Baked pumpkin with salty egg yolk
Pumpkin is the most common melon and fruit on our table. It is sweet in nature and has high medicinal value. It has antiasthmatic, improving eyesight, anti-inflammatory and analgesic effects. Pumpkin can also prevent pregnancy edema and high blood pressure.
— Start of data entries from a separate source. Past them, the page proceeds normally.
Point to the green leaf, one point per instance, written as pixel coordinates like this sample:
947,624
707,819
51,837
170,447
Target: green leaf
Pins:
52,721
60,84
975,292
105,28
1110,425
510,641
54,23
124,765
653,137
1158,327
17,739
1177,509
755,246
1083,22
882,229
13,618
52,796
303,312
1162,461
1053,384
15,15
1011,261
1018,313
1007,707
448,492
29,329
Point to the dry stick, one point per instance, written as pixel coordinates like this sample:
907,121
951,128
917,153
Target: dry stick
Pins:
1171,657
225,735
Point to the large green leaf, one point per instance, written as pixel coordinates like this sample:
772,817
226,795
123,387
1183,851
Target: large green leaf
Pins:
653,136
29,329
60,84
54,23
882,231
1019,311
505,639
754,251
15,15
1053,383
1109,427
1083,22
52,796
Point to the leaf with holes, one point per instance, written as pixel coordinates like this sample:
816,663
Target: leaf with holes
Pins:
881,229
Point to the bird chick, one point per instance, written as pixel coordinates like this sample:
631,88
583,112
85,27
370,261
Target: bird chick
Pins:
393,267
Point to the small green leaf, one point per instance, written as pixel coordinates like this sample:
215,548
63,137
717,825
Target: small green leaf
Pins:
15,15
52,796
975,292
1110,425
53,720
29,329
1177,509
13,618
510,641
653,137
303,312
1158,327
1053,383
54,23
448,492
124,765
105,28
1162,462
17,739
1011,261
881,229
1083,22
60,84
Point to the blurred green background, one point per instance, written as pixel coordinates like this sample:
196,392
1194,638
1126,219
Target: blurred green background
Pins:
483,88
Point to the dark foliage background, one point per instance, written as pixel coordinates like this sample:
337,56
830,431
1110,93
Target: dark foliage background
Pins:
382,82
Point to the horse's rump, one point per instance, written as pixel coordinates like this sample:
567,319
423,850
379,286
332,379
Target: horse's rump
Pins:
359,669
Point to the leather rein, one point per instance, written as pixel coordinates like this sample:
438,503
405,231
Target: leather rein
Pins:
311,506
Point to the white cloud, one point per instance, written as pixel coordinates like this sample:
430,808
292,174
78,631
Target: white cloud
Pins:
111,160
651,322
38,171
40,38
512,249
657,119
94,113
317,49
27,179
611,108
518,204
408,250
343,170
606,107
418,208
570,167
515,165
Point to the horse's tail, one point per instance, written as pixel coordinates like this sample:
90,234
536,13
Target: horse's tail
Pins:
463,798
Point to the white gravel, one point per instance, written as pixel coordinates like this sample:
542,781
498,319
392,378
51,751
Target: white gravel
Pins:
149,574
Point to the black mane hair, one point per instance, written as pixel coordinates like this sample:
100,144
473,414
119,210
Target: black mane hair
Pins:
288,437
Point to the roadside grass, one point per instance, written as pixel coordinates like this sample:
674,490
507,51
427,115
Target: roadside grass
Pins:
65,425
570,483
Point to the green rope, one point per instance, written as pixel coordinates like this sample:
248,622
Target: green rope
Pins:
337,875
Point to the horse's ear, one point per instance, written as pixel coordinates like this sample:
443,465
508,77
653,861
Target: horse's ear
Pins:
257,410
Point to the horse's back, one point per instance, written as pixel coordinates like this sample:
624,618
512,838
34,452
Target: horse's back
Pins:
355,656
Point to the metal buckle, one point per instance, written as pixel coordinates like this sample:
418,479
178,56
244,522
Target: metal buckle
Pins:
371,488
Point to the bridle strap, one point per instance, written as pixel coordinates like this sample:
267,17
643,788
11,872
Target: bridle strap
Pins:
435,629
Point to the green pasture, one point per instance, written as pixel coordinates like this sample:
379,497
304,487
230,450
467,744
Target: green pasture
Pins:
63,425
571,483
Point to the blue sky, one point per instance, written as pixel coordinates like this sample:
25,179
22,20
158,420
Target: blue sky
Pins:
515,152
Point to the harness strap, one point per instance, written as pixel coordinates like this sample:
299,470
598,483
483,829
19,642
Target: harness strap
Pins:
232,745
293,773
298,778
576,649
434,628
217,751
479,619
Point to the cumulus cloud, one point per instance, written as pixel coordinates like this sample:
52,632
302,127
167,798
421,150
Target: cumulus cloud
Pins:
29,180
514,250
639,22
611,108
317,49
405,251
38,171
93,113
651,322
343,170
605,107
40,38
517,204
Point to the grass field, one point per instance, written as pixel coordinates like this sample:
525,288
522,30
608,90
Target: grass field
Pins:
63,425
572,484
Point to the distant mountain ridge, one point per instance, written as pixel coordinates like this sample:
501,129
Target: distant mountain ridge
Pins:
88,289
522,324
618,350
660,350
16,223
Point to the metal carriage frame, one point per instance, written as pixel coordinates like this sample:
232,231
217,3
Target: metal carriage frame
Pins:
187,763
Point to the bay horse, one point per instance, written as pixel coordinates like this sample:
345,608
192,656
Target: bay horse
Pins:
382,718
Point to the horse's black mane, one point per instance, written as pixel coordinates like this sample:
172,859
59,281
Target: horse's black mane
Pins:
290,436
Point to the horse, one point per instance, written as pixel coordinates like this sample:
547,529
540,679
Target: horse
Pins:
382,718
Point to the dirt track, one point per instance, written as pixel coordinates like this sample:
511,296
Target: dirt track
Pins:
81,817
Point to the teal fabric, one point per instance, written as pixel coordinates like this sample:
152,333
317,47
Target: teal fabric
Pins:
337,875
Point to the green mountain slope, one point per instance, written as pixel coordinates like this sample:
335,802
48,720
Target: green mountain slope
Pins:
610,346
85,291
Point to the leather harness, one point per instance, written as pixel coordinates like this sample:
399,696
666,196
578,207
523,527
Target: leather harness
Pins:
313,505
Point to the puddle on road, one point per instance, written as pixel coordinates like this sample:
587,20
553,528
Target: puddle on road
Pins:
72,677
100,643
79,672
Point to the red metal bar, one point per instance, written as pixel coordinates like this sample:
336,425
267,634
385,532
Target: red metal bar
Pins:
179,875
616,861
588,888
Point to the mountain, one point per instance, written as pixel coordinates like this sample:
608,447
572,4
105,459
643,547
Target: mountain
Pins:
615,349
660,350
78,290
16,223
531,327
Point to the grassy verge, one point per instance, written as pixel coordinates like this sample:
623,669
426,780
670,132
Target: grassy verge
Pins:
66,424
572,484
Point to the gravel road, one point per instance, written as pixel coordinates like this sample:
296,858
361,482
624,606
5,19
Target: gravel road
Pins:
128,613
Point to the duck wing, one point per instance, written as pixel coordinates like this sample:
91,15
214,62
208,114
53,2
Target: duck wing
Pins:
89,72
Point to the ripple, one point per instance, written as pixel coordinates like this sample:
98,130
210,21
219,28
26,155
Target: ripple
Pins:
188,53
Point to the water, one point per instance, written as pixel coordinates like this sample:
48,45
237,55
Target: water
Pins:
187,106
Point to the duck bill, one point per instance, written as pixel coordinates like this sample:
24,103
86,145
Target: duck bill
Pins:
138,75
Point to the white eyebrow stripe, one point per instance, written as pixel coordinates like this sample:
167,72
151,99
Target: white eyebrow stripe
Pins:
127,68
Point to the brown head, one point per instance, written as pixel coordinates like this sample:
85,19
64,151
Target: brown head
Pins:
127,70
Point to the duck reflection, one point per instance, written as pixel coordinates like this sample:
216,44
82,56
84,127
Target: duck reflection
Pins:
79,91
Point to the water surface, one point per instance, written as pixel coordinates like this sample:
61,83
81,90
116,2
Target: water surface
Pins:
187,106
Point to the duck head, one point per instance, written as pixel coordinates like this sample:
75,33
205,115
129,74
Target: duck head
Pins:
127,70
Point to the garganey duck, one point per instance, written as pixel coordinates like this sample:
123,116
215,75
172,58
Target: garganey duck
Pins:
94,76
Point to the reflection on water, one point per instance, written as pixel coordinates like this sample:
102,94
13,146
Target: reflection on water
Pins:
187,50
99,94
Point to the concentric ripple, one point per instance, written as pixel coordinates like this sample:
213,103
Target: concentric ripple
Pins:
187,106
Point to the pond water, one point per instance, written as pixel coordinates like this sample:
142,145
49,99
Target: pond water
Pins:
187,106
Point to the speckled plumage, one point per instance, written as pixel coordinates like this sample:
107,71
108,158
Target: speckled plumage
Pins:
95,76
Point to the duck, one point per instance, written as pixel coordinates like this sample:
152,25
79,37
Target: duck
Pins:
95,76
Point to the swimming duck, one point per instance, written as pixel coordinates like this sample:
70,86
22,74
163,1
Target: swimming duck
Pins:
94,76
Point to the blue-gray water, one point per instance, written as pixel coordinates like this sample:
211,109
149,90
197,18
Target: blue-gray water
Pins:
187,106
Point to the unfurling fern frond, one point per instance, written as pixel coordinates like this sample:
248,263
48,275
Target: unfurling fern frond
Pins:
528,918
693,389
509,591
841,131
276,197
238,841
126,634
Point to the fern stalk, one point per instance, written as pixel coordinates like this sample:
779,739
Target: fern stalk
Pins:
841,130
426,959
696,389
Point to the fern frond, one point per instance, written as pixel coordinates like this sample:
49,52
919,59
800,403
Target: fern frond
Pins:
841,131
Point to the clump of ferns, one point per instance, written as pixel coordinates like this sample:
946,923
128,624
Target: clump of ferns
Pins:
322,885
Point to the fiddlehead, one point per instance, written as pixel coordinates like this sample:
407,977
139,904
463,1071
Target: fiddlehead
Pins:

Pregnant mothers often eat pumpkin, which not only promotes the development of fetal brain cells and enhances its vitality, but also prevents pregnancy complications such as pregnancy edema and hypertension, promotes blood coagulation and prevents postpartum hemorrhage.
Recipe Recommendations
- pumpkin appropriate amount
- salted egg yolk appropriate amount
- chives appropriate amount
- salt appropriate amount
- qingshui appropriate amount
- salty and sweet
- steamed
- half an hour
- ordinary
Steps for Baked pumpkin with salty egg yolk

1
Wash and peel the pumpkin, remove the seeds and pulp, and then cut into small long sections.
2
Put the pumpkin strips and salted egg yolls into a boiling water steamer and steam for 10-15 minutes.
3
Steam until done, remove and cool.
4
Grind the salted egg yolk into powder, wash and chop the chives for later use.
5
Put a little oil on the heat, add egg yolk and salt, add a little water and stir well.
6
When stir-fry until foam, add the pumpkin strips.
7
Weigh and turn the frying pan until the egg yolk evenly wraps the pumpkin strips.
8
Turn off the heat, sprinkle with a little chives and serve out.